Thinning Ice Threatens Greenland’s Inuit Livelihood
AFP/APP
Denmark: Greenland’s ice sheets may hold one 12th of the world’s fresh water – enough to raise the sea level up seven metres (23 feet) if they were to melt – but climate change is already threatening the village’s supply.
As the ice melts, the hunters in the village of Ittoqqortoormiit – home to one of the last Inuit hunting communities – worry about where they will get water.
On a headland of barren tundra some 500 kilometres (310 miles) from the nearest settlement, Ittoqqortoormiit’s 350 people get their fresh water from a river fed by a glacier that is melting fast.
In a few years, it’s gone. The glaciers are smaller and smaller, after the warmest July ever recorded at Summit Camp atop Greenland’s ice sheet, said Erling Rasmussen from a local utility company Nukissiorfiit.

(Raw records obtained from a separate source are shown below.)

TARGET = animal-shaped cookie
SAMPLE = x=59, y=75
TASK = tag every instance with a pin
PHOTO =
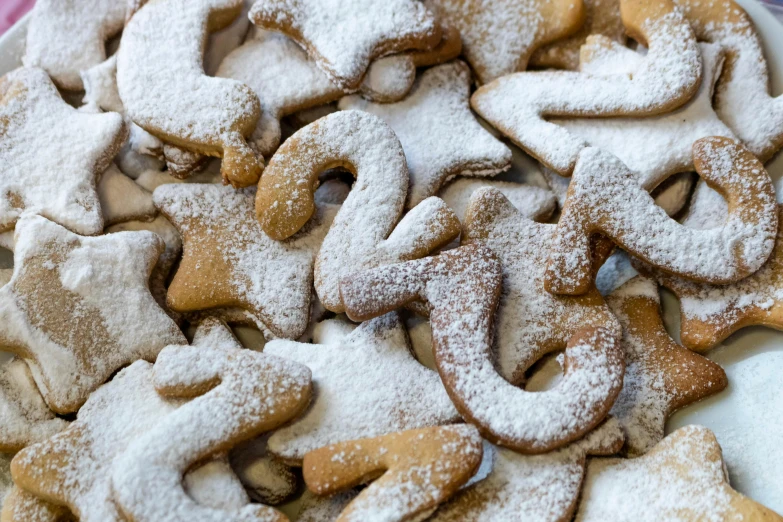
x=355, y=397
x=742, y=98
x=365, y=232
x=229, y=261
x=605, y=198
x=211, y=116
x=344, y=37
x=236, y=394
x=681, y=478
x=660, y=376
x=25, y=416
x=499, y=36
x=530, y=321
x=462, y=288
x=65, y=308
x=66, y=38
x=531, y=487
x=669, y=76
x=439, y=134
x=418, y=470
x=52, y=154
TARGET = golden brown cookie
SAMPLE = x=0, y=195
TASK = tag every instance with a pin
x=416, y=470
x=365, y=232
x=605, y=198
x=162, y=53
x=682, y=478
x=462, y=288
x=499, y=36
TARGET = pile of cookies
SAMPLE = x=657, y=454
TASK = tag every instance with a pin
x=331, y=174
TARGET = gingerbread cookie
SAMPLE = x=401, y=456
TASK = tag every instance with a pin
x=168, y=35
x=531, y=487
x=344, y=37
x=418, y=469
x=602, y=17
x=438, y=132
x=64, y=308
x=530, y=321
x=235, y=395
x=355, y=396
x=499, y=36
x=462, y=288
x=25, y=416
x=365, y=232
x=660, y=376
x=742, y=97
x=52, y=154
x=669, y=76
x=682, y=478
x=66, y=38
x=229, y=261
x=604, y=198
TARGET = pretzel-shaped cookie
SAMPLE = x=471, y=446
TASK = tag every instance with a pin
x=162, y=84
x=604, y=197
x=239, y=394
x=363, y=234
x=462, y=289
x=668, y=77
x=418, y=470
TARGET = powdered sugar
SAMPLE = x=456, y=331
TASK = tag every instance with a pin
x=439, y=134
x=367, y=385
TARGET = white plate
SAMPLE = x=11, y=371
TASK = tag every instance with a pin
x=748, y=416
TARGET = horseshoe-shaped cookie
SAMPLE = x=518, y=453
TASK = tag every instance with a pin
x=462, y=289
x=604, y=198
x=418, y=470
x=668, y=77
x=161, y=81
x=363, y=234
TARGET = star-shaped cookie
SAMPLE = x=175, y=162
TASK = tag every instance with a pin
x=439, y=134
x=499, y=36
x=530, y=321
x=79, y=308
x=354, y=394
x=531, y=487
x=343, y=37
x=660, y=376
x=51, y=154
x=229, y=261
x=682, y=478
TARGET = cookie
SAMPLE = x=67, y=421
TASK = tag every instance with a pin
x=660, y=376
x=462, y=289
x=169, y=35
x=669, y=76
x=65, y=38
x=355, y=397
x=229, y=262
x=499, y=36
x=531, y=487
x=602, y=17
x=65, y=308
x=742, y=98
x=530, y=321
x=235, y=395
x=344, y=37
x=26, y=417
x=604, y=198
x=52, y=154
x=682, y=478
x=418, y=470
x=439, y=134
x=365, y=232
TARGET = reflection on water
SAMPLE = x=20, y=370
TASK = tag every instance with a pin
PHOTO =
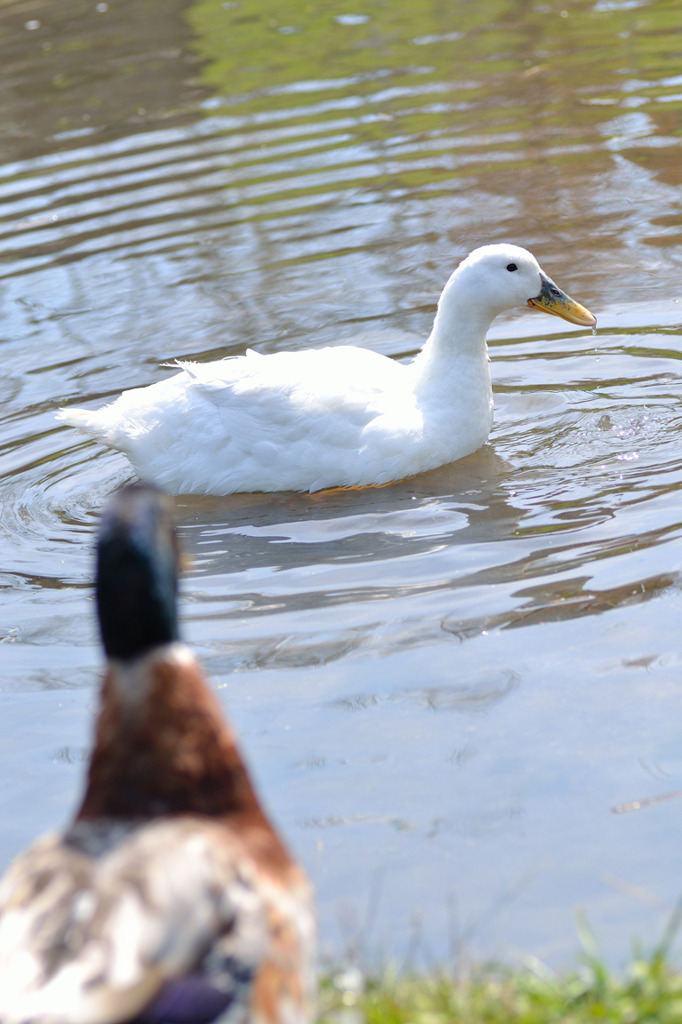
x=443, y=685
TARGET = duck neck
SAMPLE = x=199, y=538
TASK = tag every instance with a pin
x=456, y=348
x=163, y=747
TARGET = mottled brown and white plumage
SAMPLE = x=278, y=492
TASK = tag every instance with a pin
x=170, y=899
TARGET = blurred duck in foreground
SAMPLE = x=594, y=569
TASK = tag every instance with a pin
x=170, y=898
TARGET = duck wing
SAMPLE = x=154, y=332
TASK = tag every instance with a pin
x=161, y=922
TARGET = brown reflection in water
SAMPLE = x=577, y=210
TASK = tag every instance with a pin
x=78, y=68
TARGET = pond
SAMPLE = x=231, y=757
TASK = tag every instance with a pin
x=461, y=694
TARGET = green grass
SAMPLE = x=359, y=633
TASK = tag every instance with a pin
x=648, y=990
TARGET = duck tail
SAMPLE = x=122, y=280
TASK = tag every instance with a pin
x=87, y=420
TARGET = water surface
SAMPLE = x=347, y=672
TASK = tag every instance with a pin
x=444, y=686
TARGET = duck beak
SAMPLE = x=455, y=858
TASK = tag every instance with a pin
x=553, y=300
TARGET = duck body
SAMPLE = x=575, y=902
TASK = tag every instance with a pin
x=170, y=898
x=333, y=417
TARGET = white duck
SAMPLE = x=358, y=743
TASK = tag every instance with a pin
x=331, y=417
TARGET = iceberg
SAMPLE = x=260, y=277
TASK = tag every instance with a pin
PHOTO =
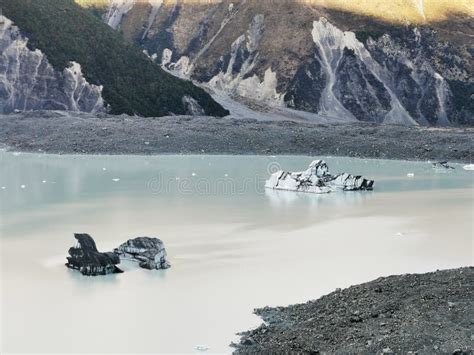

Cold winters, robust ice and snow are vital for both food and water for the Inuit of the Scoresby Sound, who live deeply intertwined with the natural world. But temperatures in the Arctic are rising up to four times faster than the global average.
Erling added that in the future, we may have to get drinking water from the ocean. With melting ice for water being costly and unreliable, other isolated Greenland communities are already turning to desalination, he added.